1. A bearing assembly, comprising:

a support ring;

a plurality of bearing-element carrier members coupled to the support ring; a plurality of superhard bearing elements each having a lateral periphery

extending between a base and a superhard bearing surface, wherein at least one superhard bearing element of the plurality of superhard bearing elements is attached to each of the plurality of bearing-element carrier members.

2. The bearing assembly of claim 1 , wherein the plurality of bearing-element carrier members are mechanically fastened to the support ring. 3. The bearing assembly of claim 2, wherein each bearing element carrier member exhibits a partial toroidal shape.

4. The bearing assembly of claim 3, wherein each of the plurality of fasteners extends through an opening defined in a corresponding one of the plurality of bearing- element carrier members.

5. The bearing assembly of claim 1 , wherein the plurality of bearing-element carrier members are bonded to the support ring. 6. The bearing assembly of claim 1 , wherein the plurality of bearing-element carrier members are distributed circumferentially about a central axis.

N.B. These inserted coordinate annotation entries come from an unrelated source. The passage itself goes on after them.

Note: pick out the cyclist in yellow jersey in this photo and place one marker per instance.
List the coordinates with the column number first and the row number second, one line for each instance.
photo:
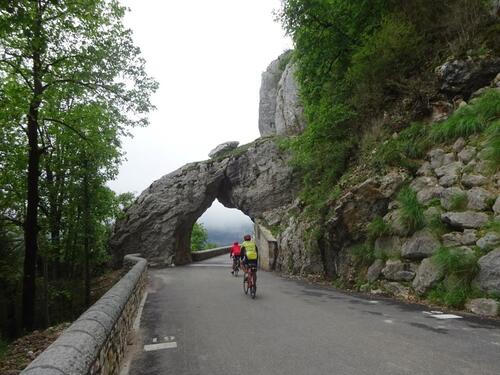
column 249, row 252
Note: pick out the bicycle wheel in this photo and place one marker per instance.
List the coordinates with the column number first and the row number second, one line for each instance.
column 245, row 284
column 253, row 290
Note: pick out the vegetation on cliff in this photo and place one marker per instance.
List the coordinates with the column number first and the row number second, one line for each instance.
column 72, row 83
column 368, row 83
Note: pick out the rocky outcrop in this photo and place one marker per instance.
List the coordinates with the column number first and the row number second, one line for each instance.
column 428, row 274
column 289, row 117
column 280, row 108
column 488, row 278
column 483, row 306
column 256, row 179
column 222, row 149
column 463, row 77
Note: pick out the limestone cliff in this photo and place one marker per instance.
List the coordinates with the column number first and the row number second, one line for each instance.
column 254, row 178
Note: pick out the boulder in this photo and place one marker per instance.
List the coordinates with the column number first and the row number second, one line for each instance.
column 396, row 289
column 268, row 94
column 425, row 170
column 425, row 195
column 421, row 245
column 467, row 237
column 388, row 246
column 223, row 148
column 472, row 180
column 423, row 182
column 489, row 241
column 448, row 195
column 459, row 145
column 467, row 154
column 479, row 198
column 428, row 274
column 436, row 157
column 463, row 77
column 488, row 278
column 483, row 306
column 465, row 220
column 258, row 181
column 391, row 268
column 289, row 118
column 496, row 206
column 374, row 270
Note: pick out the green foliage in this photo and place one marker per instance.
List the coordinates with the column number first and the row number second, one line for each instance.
column 362, row 254
column 436, row 225
column 493, row 145
column 460, row 268
column 3, row 348
column 377, row 228
column 411, row 143
column 457, row 262
column 458, row 202
column 411, row 210
column 321, row 152
column 471, row 119
column 383, row 59
column 199, row 236
column 455, row 297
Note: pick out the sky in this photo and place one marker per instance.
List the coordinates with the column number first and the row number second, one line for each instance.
column 208, row 57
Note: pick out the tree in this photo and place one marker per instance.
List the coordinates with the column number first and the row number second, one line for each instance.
column 72, row 65
column 199, row 237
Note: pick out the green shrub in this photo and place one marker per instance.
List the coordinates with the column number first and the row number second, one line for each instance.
column 456, row 262
column 411, row 210
column 411, row 143
column 493, row 145
column 456, row 297
column 436, row 225
column 377, row 228
column 383, row 59
column 458, row 202
column 471, row 119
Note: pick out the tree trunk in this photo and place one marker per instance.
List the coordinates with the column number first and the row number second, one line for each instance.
column 32, row 198
column 87, row 228
column 31, row 222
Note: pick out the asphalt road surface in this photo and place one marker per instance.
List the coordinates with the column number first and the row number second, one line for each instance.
column 196, row 320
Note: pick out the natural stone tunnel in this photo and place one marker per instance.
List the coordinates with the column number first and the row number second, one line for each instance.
column 255, row 178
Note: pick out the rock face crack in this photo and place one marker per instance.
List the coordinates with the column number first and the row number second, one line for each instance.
column 259, row 182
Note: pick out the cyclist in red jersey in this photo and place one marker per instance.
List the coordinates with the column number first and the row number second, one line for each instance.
column 235, row 253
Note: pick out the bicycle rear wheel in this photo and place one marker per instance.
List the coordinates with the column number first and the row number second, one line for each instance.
column 253, row 290
column 245, row 283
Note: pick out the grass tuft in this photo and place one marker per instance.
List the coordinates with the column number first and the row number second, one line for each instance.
column 411, row 210
column 377, row 228
column 471, row 119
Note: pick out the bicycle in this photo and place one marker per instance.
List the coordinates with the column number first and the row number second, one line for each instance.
column 250, row 281
column 236, row 266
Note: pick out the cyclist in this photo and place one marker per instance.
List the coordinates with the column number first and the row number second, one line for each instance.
column 235, row 254
column 249, row 253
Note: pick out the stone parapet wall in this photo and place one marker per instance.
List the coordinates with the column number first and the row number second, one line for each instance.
column 207, row 254
column 95, row 342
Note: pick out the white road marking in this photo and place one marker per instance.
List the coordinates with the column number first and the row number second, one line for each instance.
column 163, row 345
column 137, row 320
column 445, row 316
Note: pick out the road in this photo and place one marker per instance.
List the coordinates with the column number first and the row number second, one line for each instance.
column 196, row 320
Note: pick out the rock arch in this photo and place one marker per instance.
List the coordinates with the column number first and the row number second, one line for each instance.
column 255, row 178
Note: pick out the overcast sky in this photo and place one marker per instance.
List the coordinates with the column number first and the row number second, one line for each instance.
column 208, row 57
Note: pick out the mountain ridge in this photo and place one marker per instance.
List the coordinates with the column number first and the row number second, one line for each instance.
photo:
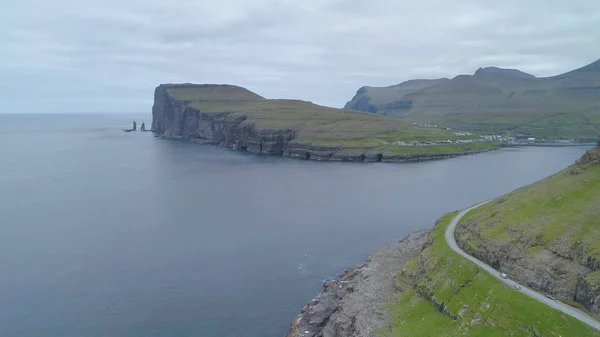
column 496, row 100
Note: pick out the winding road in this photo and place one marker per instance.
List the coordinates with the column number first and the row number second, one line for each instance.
column 573, row 312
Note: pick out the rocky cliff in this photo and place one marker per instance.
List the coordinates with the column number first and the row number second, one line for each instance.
column 353, row 305
column 545, row 235
column 176, row 118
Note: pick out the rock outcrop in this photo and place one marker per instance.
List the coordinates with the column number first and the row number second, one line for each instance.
column 353, row 305
column 546, row 256
column 176, row 119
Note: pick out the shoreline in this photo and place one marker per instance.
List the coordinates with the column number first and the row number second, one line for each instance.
column 334, row 154
column 354, row 303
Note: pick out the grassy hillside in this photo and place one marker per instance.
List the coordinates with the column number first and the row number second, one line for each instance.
column 321, row 125
column 546, row 235
column 442, row 294
column 495, row 100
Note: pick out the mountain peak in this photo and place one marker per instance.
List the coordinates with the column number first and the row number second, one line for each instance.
column 593, row 67
column 495, row 72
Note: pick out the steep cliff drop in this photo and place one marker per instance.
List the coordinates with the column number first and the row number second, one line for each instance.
column 237, row 118
column 353, row 305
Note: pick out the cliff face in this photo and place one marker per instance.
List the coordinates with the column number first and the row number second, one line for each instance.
column 545, row 235
column 174, row 118
column 354, row 304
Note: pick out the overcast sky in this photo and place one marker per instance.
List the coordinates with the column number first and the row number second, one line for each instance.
column 109, row 55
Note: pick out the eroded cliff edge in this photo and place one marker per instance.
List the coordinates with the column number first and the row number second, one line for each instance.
column 354, row 303
column 176, row 118
column 545, row 235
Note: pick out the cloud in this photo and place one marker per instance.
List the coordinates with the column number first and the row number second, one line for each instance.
column 92, row 56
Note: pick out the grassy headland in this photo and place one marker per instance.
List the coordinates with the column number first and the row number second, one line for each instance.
column 546, row 235
column 495, row 100
column 323, row 126
column 442, row 294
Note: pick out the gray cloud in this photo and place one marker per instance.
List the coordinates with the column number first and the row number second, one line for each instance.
column 67, row 56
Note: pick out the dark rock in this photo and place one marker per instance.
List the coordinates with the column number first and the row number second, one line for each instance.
column 354, row 303
column 174, row 119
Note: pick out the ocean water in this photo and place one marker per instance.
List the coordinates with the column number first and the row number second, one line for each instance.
column 105, row 233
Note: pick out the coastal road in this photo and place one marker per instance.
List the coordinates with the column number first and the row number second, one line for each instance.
column 556, row 304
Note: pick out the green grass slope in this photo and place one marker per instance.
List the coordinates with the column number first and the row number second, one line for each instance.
column 495, row 100
column 547, row 234
column 319, row 125
column 442, row 294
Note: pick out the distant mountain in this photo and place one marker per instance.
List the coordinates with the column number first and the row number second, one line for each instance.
column 496, row 100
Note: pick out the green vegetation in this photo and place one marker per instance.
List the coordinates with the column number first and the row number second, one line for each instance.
column 496, row 100
column 558, row 211
column 318, row 125
column 442, row 294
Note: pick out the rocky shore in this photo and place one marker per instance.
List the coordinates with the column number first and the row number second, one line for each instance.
column 175, row 119
column 354, row 303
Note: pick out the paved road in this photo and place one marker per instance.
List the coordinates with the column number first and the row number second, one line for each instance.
column 576, row 313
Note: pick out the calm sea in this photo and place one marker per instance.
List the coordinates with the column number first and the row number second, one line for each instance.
column 105, row 233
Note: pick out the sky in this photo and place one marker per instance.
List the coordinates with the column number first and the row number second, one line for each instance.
column 109, row 55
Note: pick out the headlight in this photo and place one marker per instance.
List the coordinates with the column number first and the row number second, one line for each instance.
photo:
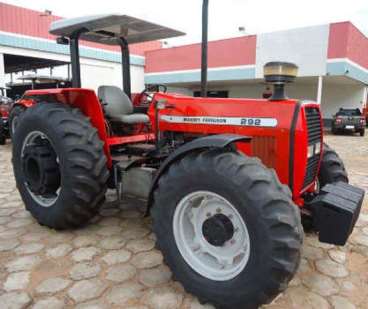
column 310, row 153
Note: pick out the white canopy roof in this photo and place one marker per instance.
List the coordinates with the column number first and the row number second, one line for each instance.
column 105, row 28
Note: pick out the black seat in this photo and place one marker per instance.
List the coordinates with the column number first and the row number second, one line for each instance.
column 119, row 107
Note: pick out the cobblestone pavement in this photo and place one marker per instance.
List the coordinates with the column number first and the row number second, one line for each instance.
column 112, row 262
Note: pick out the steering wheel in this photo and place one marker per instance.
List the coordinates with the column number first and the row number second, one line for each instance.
column 149, row 91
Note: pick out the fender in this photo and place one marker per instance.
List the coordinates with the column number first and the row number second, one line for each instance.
column 212, row 141
column 84, row 99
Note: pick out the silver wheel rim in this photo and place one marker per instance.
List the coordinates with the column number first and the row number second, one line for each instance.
column 40, row 199
column 213, row 262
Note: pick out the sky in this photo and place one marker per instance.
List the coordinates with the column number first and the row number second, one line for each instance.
column 226, row 16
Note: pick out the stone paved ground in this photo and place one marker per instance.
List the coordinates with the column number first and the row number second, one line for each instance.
column 112, row 263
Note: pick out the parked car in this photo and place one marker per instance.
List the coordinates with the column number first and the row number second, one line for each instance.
column 5, row 106
column 347, row 119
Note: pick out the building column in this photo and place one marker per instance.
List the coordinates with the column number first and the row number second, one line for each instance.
column 319, row 89
column 365, row 97
column 2, row 71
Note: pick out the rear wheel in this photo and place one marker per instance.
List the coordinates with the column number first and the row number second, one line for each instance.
column 14, row 115
column 227, row 228
column 332, row 168
column 59, row 165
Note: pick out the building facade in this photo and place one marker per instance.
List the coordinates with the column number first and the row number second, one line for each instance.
column 332, row 61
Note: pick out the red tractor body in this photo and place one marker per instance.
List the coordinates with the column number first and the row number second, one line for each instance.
column 273, row 126
column 223, row 178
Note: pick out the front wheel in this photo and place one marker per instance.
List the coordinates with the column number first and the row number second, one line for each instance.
column 227, row 228
column 332, row 168
column 59, row 165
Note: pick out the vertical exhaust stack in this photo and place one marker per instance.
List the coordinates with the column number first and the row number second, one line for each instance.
column 278, row 74
column 204, row 48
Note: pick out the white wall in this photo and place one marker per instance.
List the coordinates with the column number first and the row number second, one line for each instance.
column 306, row 47
column 180, row 90
column 336, row 96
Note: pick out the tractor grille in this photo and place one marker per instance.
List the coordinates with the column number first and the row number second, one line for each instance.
column 313, row 118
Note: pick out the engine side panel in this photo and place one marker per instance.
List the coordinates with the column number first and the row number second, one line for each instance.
column 272, row 126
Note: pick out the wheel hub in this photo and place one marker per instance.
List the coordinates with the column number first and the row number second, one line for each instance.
column 217, row 230
column 41, row 169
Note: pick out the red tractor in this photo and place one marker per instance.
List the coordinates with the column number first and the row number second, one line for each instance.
column 226, row 180
column 5, row 106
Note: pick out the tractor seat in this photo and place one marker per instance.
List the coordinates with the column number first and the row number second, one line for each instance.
column 118, row 106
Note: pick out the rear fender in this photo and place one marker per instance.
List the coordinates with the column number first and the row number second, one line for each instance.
column 212, row 141
column 83, row 99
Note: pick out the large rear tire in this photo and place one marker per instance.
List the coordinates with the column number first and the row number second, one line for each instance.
column 332, row 168
column 59, row 165
column 234, row 200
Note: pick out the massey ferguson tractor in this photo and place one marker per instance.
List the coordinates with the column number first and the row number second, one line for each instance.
column 227, row 181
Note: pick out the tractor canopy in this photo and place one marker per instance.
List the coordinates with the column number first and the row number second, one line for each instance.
column 105, row 29
column 120, row 30
column 42, row 79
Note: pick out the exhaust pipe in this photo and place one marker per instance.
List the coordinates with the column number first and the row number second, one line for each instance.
column 279, row 74
column 204, row 65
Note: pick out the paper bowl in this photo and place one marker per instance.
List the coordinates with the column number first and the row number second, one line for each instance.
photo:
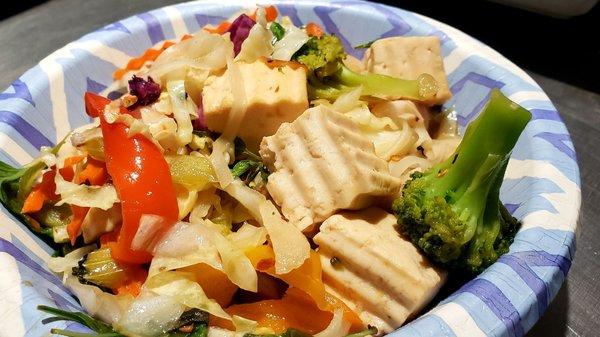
column 541, row 187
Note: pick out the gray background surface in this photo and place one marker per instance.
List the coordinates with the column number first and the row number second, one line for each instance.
column 28, row 37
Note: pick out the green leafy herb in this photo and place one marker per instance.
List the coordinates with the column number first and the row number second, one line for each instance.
column 247, row 164
column 102, row 329
column 364, row 45
column 277, row 30
column 242, row 166
column 15, row 185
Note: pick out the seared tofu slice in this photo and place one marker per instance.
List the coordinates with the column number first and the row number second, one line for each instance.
column 322, row 163
column 407, row 58
column 373, row 269
column 273, row 96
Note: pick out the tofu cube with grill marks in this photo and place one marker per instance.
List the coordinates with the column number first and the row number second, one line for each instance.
column 377, row 272
column 407, row 58
column 273, row 96
column 321, row 163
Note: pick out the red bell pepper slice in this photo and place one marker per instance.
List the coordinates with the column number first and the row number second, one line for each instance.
column 141, row 177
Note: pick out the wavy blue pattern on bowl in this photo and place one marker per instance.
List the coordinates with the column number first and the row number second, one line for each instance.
column 541, row 188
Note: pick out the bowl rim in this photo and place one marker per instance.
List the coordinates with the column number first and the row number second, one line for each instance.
column 457, row 315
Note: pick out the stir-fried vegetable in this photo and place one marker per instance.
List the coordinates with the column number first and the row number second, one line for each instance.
column 140, row 175
column 453, row 211
column 193, row 172
column 329, row 77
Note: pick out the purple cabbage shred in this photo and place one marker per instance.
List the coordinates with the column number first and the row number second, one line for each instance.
column 147, row 91
column 239, row 31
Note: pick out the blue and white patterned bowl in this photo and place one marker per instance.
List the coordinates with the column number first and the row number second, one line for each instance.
column 541, row 188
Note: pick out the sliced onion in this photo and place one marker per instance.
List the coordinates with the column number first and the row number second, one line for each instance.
column 145, row 237
column 338, row 327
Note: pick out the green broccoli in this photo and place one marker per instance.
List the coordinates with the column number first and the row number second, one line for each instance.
column 329, row 78
column 453, row 211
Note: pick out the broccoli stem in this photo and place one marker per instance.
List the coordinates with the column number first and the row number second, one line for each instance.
column 423, row 88
column 453, row 211
column 487, row 141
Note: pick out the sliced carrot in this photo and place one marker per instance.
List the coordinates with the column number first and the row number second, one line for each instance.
column 94, row 173
column 42, row 192
column 215, row 283
column 68, row 169
column 294, row 310
column 271, row 13
column 307, row 278
column 312, row 29
column 74, row 227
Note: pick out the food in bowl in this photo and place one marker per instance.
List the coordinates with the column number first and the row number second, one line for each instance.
column 255, row 179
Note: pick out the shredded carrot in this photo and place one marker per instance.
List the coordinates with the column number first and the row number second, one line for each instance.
column 74, row 227
column 107, row 238
column 68, row 170
column 271, row 13
column 42, row 192
column 136, row 276
column 137, row 62
column 312, row 29
column 94, row 173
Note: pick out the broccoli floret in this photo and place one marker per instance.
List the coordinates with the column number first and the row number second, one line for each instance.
column 453, row 211
column 329, row 78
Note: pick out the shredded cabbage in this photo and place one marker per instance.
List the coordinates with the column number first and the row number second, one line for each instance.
column 184, row 245
column 289, row 244
column 150, row 315
column 183, row 109
column 338, row 327
column 162, row 128
column 203, row 51
column 220, row 157
column 145, row 237
column 182, row 288
column 257, row 45
column 291, row 42
column 105, row 306
column 392, row 136
column 248, row 236
column 102, row 197
column 192, row 172
column 186, row 200
column 205, row 200
column 236, row 264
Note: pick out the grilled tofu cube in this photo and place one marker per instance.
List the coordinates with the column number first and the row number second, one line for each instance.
column 322, row 163
column 373, row 269
column 407, row 58
column 273, row 96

7. The bearing assembly of claim 6, wherein:

the plurality of bearing-element carrier members are coupled to a support surface of the support ring;

the support surface of the support ring faces parallel to the central axis or is oriented either radially inward or radially outward relative to the central axis.

8. The bearing assembly of claim 1, wherein the bearing assembly is a thrust bearing assembly or a radial bearing assembly.

9. The bearing assembly of claim 1 , wherein each of the plurality of bearing- element carrier members abuts an adjacent one of the plurality of bearing-element carrier members.

10. The bearing assembly of claim 1, wherein the support ring comprises a continuous ring.

11. The bearing assembly of claim 1 , wherein the plurality of superhard bearing elements are each attached within a bearing-element recess defined in a corresponding bearing-element carrier member of the plurality of the plurality of bearing-element carrier members.

12. The bearing assembly of claim 1 , wherein the at least one superhard bearing element comprises a polycrystalline diamond table.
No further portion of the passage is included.